Choosing The Best Beer To Cook With Your Meat Depends On What You're Making
Humans have been making beer for a very, very long time — it's been around for about 5,000 years since it was created in ancient Mesopotamia. It's no surprise, then, that beer comes in so many different forms, with colors ranging from a light gold to almost black, made from ingredients such as barley, rice, and corn.
Those various types of beer, unsurprisingly, have various effects when you cook with them. This makes sense; you're not going to use corn and rice interchangeably and expect the same results, so neither should you expect to get the same outcome from beers made from those ingredients. The trick is in knowing which beers go well with which foods, because some of those pairings are less than ideal. Each beer's flavor profile matches that of certain foods, and it's important to know which goes with which.
One thing is universal, though — don't try to save money by using the cheapest, shoddiest product you can find. Cook with beers you would drink — it absolutely does make a difference.
Golden and dark beers each have their uses
Fried foods are the easiest to figure out; you want to use lighter beers. The reason for this is twofold. First, deep-fried foods tend to be heavier, so cooking them with a lighter beer makes them less likely to overwhelm you.
Second, when it comes to something like fish and chips, you'd already be using seltzer in the recipe for its carbonation. Lighter beers, including lagers and pilsners, are a natural fit because they're more highly carbonated. As a bonus, they tend to make fried foods look a delicious honey brown, whereas dark beers can make batter an upsetting shade of gray.
Dark beers do have their uses, though. In particular, porters and stouts are great in beef or lamb stews; they impart a rich, earthy flavor and aroma. It's the same principle at play in why red wine, which is often used the same way in red meat stews, pairs so well with steak. And if you're baking with chocolate and you want to use beer, you'll want a dark beer for it. A light, fizzy beer will create a flavor mashup that doesn't mix nearly as well.

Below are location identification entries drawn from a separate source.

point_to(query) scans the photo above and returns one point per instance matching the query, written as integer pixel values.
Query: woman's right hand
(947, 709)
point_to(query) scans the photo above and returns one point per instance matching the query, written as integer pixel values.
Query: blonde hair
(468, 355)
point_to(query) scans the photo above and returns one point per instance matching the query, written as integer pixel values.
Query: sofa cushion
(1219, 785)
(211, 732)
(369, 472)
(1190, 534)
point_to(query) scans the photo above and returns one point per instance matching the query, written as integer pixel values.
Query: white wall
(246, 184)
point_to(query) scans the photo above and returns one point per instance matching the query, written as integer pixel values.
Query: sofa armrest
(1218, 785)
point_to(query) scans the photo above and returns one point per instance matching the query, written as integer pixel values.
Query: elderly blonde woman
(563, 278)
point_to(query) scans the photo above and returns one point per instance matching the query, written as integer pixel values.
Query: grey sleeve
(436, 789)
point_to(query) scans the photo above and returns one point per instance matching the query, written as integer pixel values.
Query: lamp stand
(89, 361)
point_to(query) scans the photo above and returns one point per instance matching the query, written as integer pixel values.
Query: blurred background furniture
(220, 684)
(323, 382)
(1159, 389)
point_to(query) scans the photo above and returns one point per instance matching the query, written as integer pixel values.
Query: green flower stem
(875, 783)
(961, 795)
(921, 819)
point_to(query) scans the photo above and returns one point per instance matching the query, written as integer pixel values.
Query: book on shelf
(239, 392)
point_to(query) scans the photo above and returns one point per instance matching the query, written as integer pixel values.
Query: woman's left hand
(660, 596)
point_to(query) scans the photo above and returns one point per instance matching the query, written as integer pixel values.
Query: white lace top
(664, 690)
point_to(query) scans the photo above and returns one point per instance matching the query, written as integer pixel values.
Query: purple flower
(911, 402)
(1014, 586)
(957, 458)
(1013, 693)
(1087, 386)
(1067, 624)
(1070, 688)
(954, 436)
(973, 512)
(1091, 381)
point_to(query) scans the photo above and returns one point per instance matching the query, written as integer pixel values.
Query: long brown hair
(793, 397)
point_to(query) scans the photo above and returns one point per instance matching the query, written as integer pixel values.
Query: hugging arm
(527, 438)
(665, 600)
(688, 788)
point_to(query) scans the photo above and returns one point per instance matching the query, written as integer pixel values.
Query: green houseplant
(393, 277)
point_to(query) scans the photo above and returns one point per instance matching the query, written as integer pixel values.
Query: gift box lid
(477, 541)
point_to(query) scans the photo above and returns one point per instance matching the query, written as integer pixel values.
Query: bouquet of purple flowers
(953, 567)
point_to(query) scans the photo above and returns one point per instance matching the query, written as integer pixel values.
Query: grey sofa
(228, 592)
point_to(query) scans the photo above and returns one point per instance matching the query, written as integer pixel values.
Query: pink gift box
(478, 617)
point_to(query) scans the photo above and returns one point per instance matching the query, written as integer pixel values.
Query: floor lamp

You should also make use of wheat beers and dessert beers
You don't want a dark beer for chicken or seafood, though. The strong, earthy flavors tend to overwhelm those proteins. Instead, go with a wheat beer, whose mild, mellow flavors pair well with the more delicate taste of poultry or fish. This entire principle holds true for marinades, too: wheat beers with chicken or seafood marinades, dark beers for steak marinades.
There's another kind of beer worth mentioning here, too: fruit beers. You might think there's no good way to use them in cooking, but you'd be wrong. Fruit beers are great for making desserts. In particular, there are a lot of recipes that call for Belgian beers, such as Hefeweizens and Tripels, whose citrus-y notes match well with lemon-flavored desserts.
Whatever beer you personally enjoy, you can probably find a use for it in cooking. Well ... except for IPAs. You probably shouldn't cook with IPAs at all.